Some of you are going to know exactly what I mean by this.
In a house of more than one small child, the squeaky wheel gets the grease. Safety is met first, then urgency, then everything else. But what's urgent is usually defined by who is loudest. And most of the time, the loudest in my house is Asher.
I'm almost sad that Silas is such an easy baby. Well, he's easy for me. Silas loves his mama, and as long as I'm around, he almost never cries. And since he doesn't complain, he is often just along for the ride. I know it's a blessing not to have a fussy baby, and I'm glad for it most of the time. But it's a little sad to think about all the time I spent watching Asher's every move as a baby, versus Silas's life on my hip (or in the carrier, as you can see from recent pictures).
There are a few times in our day, though, when Silas does have my undivided attention - bedtimes. I rock him to sleep, and I love it. Many days it is the only time that I have a few quiet minutes with just Silas.
So tonight, when I had no choice (for the second time this week) but to put him in bed awake, I was surprised and disappointed to find he fell asleep very easily on his own.

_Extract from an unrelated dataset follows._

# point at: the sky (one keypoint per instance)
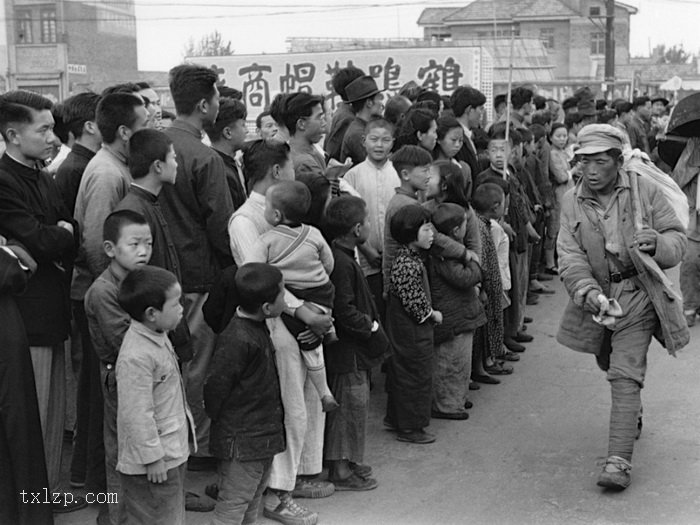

In general, my philosophy on babies and independence is to give them the chance to do whatever they are able to do, and not to push the rest. I rocked Asher until he was 8 months old and too alert to settle down unless he was in his bed. So now I'm wondering, do I need to start putting Silas to bed awake? If he's ready for it, shouldn't I let him do it?
No, I don't think so.
Not all of parenting is pragmatic. I am not ready to give up rocking him, even if he is able to function without it. Our quiet time together, even when it's only a few minutes, is good for both of us. He's my baby, and he's only this little for a very short period of time - a fact I appreciate much more the second time around. Before long he'll be too big to fit on my chest, much less fall asleep there. No, I don't think I'll push independence just yet. Maybe he's over being rocked to sleep, but I'm not. Not yet.